Quale estensione mantenesse il commercio degli allumi di Tolfa nei paesi cristiani, e quanto fosse il vantaggio che ricavava il Fisco pontificio nei secoli seguenti al decimoquinto, é ricerca difficile oggi, che sono scomparsi i libri dell'amministrazione di codesto monopolio posteriori al papato d'Innocenzo VIII. Noi crediamo che il monopolio, e in gran parte anche il libero traffico si venissero un po' alla volta restringendo ai paesi, dove il diretto dominio della Chiesa permetteva di mantenere la rigida osservanza dei decreti pontifici, e in quelli dove il governo dalla S. Sede poteva imporlo, in virtù della mediata sovranità e di antiche convenzioni, come accadeva nelle vicine provincie napoletane. Difatto, le copiose raccolte di memorie e di atti concernenti il commercio dell'allume della Crociata nei tempi posteriori alla metà del Cinquecento, che si conservano nell' archivio Segreto Vaticano, riflettono l'esercizio del monopolio negli Stati della Chiesa e nel vicereame di Napoli, e trattano altresì della risollevata questione dello sfruttamento delle miniere di Piombino; ma nessun documento ci ammaestra intorno alla vendita della mercanzia pontificia negli Stati occidentali, specialmente nelle Fiandre e nel regno d'Oltremanica, dove frequenti e vive controversie si erano agitate, per tal cagione, nella età precedente.

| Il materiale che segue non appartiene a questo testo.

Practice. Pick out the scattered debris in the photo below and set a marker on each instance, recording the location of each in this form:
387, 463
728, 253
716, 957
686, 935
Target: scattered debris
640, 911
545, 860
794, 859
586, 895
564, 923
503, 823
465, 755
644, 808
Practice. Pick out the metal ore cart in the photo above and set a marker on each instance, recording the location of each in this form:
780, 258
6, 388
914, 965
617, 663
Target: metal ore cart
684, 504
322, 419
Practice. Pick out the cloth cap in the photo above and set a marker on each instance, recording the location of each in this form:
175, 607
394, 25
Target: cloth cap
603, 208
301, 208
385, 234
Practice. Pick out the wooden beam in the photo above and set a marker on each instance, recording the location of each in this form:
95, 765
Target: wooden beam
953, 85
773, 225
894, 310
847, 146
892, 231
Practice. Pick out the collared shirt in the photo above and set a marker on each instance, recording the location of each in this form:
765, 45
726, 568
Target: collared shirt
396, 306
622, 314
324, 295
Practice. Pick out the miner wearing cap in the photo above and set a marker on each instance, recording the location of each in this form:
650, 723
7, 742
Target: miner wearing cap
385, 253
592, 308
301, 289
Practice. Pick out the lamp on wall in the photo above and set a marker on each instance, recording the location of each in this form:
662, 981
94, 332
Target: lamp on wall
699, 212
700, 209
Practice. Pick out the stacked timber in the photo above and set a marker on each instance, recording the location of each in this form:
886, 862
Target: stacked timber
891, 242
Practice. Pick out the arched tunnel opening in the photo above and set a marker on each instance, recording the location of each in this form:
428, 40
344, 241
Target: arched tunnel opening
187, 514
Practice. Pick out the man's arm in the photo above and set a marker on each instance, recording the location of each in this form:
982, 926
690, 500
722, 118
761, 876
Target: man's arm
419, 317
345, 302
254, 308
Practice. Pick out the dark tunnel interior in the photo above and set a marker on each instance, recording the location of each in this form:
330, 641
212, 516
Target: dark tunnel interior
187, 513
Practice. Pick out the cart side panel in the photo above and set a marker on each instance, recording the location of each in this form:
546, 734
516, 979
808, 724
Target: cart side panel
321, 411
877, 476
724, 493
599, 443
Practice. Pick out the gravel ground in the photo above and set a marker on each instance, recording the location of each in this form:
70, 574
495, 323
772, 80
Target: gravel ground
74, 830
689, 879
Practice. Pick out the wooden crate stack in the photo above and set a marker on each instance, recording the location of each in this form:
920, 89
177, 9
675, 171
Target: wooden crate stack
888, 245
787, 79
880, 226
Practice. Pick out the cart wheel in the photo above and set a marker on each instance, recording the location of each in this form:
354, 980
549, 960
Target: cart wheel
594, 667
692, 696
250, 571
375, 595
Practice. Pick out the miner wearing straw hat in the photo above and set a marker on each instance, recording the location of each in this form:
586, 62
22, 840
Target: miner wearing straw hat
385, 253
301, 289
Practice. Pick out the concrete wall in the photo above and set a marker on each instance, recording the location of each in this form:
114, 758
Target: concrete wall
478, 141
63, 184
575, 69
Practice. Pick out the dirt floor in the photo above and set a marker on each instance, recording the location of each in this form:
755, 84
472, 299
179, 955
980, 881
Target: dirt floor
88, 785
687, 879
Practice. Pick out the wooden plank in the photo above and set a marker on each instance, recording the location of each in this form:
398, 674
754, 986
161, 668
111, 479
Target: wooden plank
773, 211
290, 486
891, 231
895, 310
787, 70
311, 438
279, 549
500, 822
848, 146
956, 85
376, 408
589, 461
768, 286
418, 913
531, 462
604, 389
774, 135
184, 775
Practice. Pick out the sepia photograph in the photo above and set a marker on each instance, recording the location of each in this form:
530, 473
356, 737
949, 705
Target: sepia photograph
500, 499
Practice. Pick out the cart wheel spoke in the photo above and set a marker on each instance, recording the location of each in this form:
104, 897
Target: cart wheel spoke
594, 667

Non è nostro compito seguire la storia del monopolio degli allumi negli Stati papale e napoletano, dopo cessata la importanza mondiale di codesto commercio. Vogliamo soltanto osservare, chiudendo questo modesto saggio, come la difesa del monopolio richiedesse anche nei tempi più vicini a noi una sorveglianza continua della Camera apostolica (249): il che dimostra, come esso fosse dannoso alla vita economica dei sudditi della S. Sede. Il fatto si manifesta ancor più evidente e più grave, che negli Stati della Chiesa, nel vicino Stato napoletano, dove più attive e diffuse erano le industrie, e più vivaci si elevavano le proteste contro la gravosa imposizione del monopolio pontificio : dappoiché a quest'ultimo era riuscito di dominare senza limiti anche in codeste regioni, avendo la Camera apostolica fatta cessare la produzione delle allumiere regie, che lavoravano un tempo d'accordo con l'amministrazione delle miniere di Tolfa (250). Nei primi anni del secolo XVII la Sommaria (Camera regia) tentò di liberare da tale oppressione i cittadini commercianti e industriali, revocando i provvedimenti presi contro gl'introduttori di allume forestiero; fu anche tollerato che si riaprissero le miniere napoletane d'Ischia é di Agnano, che i papi volevano chiuse per evitare la concorrenza al prodotto delle allumiere tolfetane. Ma Roma ebbe, ancor questa volta, ragione (251) contro i vitali interessi di quelle popolazioni, che lamentavano giustamente il doppio danno delle ricchezze minerarie costrette a rimanere infruttuose e dell'enorme prezzo imposto agli allumi venduti nel Regno per conto della Camera di Roma. Napoli subiva ancora al principio dell'età contemporanea (252) la schiavitù economica, nel tempo che i meravigliosi progressi della scienza chimica stavano per dare il colpo di grazia alla importanza del prodotto dell'allumite nella vita industriale moderna.